The actress is opening up about her life.
After making a splash with Harry & Meghan, Netflix is returning with another explosive documentary featuring yet another public figure who is keen to set the record straight: Pamela, A Love Story, in which Pamela Anderson opens up about her marriages, relationship with the media, the stolen tape that upended her life, and what she really thought of the raucous and divisive Pam & Tommy.
Back in March 2022, the Baywatch star confirmed that the project was going ahead via Instagram, where she posted a note written on the streaming giant’s letterhead in which she described herself as “not a victim, but a survivor” who is “alive to tell the real story”. Directed by the Emmy-nominated Ryan White (The Case Against 8, The Keepers), the new film is billed as the definitive documentary about the pop culture icon which will provide an intimate portrait of her professional and personal life. It’s set to feature exclusive access to Anderson, never-before-seen archival footage and excerpts from her journals. Both of Anderson’s sons with her former husband Tommy Lee, Brandon Thomas Lee and Dylan Jagger Lee, have voiced their support for the project on social media (Brandon is also one of its producers).
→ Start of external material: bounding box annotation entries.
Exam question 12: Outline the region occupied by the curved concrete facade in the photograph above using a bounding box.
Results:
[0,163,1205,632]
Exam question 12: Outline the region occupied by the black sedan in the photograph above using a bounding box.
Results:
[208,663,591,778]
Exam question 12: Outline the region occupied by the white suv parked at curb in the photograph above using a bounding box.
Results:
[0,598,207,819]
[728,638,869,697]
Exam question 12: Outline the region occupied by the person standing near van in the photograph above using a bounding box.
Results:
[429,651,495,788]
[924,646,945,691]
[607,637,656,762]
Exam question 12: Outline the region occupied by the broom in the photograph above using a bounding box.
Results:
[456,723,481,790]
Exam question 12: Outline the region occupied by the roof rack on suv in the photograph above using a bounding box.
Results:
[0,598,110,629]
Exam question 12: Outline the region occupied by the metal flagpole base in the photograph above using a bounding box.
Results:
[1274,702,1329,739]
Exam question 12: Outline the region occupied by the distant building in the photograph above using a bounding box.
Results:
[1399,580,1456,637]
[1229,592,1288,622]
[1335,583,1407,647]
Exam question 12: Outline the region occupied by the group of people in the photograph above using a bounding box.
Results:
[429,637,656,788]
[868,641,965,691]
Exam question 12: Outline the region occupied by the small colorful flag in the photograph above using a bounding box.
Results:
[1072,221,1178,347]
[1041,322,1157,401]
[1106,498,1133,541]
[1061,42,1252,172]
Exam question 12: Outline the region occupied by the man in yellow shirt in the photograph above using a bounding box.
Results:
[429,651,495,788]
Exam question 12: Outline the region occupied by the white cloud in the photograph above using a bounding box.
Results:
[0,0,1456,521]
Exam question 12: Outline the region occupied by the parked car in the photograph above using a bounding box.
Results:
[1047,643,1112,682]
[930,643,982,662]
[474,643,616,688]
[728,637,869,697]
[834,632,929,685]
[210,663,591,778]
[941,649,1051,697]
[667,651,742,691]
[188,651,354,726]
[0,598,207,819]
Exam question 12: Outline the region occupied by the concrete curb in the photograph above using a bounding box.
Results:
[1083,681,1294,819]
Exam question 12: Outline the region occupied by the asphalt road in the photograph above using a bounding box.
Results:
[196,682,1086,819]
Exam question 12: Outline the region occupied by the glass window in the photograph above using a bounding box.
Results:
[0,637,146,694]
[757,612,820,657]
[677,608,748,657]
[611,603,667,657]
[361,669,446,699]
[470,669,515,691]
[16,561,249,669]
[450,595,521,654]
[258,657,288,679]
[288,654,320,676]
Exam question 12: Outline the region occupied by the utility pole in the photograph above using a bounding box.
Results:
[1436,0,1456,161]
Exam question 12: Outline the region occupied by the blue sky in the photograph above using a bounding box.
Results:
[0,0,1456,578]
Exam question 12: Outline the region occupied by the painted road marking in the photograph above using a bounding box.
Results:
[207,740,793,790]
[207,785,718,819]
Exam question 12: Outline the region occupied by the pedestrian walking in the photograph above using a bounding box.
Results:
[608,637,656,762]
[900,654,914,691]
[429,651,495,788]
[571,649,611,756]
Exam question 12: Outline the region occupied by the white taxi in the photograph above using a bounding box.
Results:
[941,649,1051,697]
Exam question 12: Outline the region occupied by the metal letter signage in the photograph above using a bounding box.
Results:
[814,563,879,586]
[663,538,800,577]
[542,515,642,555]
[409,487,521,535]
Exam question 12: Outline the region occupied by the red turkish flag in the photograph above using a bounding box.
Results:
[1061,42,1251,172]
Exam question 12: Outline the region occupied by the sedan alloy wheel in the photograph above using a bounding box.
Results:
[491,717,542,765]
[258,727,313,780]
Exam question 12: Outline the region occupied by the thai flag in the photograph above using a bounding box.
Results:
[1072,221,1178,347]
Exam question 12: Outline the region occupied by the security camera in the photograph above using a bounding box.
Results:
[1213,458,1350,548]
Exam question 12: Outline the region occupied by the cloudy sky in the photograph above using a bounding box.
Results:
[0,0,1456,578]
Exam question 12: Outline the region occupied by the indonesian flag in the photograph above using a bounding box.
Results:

The film has reportedly been years in the making, but the timing of its launch, on 31 January 2023, is significant given the renewed interest in Anderson’s past following the release of Pam & Tommy, the eight-part series that fictionalises Anderson and Tommy Lee’s tumultuous marriage and the scandal that engulfed them after their sex tape was leaked. The show was created without Anderson’s approval or participation and since it began airing last February, those close to her have spoken about her refusal to watch it and how painful it has been for her to have audiences revisit such a distressing period of her life. “After the tape was made public, it was a very traumatising situation and it’s unfair that she is being re-subjected to this trauma, like re-opening a wound,” one source told People. “It’s her life and she should have the decision [as to] whether it’s turned into a commodity for public consumption.”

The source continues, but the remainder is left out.